I heard a quick two minute talk recently on a web site that I strongly recommend everyone access every now and then. www.ted.com is a website that keeps a video record of the speeches and presentations given by the world’s leading thinkers. The presentation given by the American mathematician, Arthur Benjamin. Simply argues we need to review the maths thought in schools today

Benjamin suggests that the type of maths taught in schools, world wide, is not leading to the understanding necessary to recognise or deal with the problems being experienced at the moment and the hazy world future that lies ahead. Benjamin argued that the maths curriculum we have is based on a foundation of arithmetic and algebra and everything we learn after that is building up towards understanding only one branch of maths, calculus. This he suggests is wrong, the maths of statistics and probability is of far more relevance to peoples lives. Benjamin argues that “the reality is that very few people use calculus in a conscious meaning full way in their day to day lives. On the other hand statistics is a subject that one could and should use, on a daily basis, “its risk, its reward, its randomness, it’s understanding data” I believe that if probability and statistics were understood by those who work in the property sector we would not be in the economic mess that we are in today.

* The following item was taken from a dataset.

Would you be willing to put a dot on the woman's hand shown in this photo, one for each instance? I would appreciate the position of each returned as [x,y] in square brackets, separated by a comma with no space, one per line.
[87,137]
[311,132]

“If this subject is taught properly it could be a lot of fun. Probability and statistics is the maths of games and gambling. Its analysing trends, it’s predicting the future. The world has changed from analogue to digital and it is time for our maths to change to analogue to digital. From the more classical continuous maths to the more modern discrete maths, the maths of uncertainty, randomness and data probability and statistics. Instead of students learning about the techniques of calculus it would be far more significant what two standard deviations from a mean means”

What Mr Benjamin has said has relevance to me because I have studied statistics and probability. The benefit of plotting events in space and time on a graph and assessing the probability of such events occurring is a very valuable tool. It answers questions but is instrumental in providing the information necessary in the creation of the right questions to ask . It has been said that one of the flaws with our education system is that we teach the next generation how to answer questions rather than teach them how to ask them .The right question is the question that leads to a new a relevant answer. This is the key. There is a graph of word human population growth that quite simply frightens me. This shows a process out of control where there is an exponential expansion of events that is unsustainable. In other animal populations where such an expansion occurs the cause of the expansion is consumed and as a consequence there is an equally dramatic reduction in numbers. Perhaps we,, as a more ‘intelligent’ animal, wont suffer that fate but the probability is we will.